Ms. Warren tracked inflation-adjusted prices in 12 advanced economies. In Japan and Germany, prices declined. In four markets - the United States, Britain, Ireland and Spain - average prices have plunged markedly from their peaks. And in six - Canada, Australia, France, Italy, Sweden and Switzerland - prices remain in record territory or close to it.

On average, a cycle of rising prices was 12 years. Italy saw the shortest, at eight years, and Ireland and Sweden the highest at 15. Canada's boom has run for 13 years.

"Based on cumulative price increases since the start of their respective cycles, the U.S. real estate market appears the least overvalued, with average prices having reverted back to mid-1990s levels," Ms. Warren said of the country most cited for the housing crash.

She found "little evidence" of marked overvaluation in Switzerland and Italy, at about 30 per cent over the cycle, and counted Ireland, Sweden and Britain as the most overvalued, at between 130 per cent and 150 per cent.

"Canada falls in the middle of the pack, with inflation-adjusted average home prices rising 83 per cent since 1998. The relatively smaller cumulative price increase compared with some of the frothiest markets reflects in part a later takeoff.
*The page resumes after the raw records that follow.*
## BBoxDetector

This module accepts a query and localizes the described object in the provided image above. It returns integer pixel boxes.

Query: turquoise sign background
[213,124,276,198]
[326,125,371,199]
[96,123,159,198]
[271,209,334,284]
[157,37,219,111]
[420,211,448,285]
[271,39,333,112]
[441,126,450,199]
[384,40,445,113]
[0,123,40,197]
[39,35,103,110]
Canada’s residential real estate boom started several years after many of its counterparts, with the economy still feeling the effects of the deep recession of the early 1990s and a weak labour market recovery through mid-decade."

Canada's housing market has been cooling, though few see a meltdown in the works.

According to new projections from the Canadian Real Estate Association today, home sales in Canada are expected to inch up this year and dip next, while prices slip this year and rise in 2013. National numbers in each case are skewed by Ontario and Vancouver, respectively.

"Risks to the Canadian economic outlook remain elevated owing to the European sovereign debt quagmire, but the continuation of low interest rates is the silver lining," the group's chief economist, Gregory Klump, said in the new report today.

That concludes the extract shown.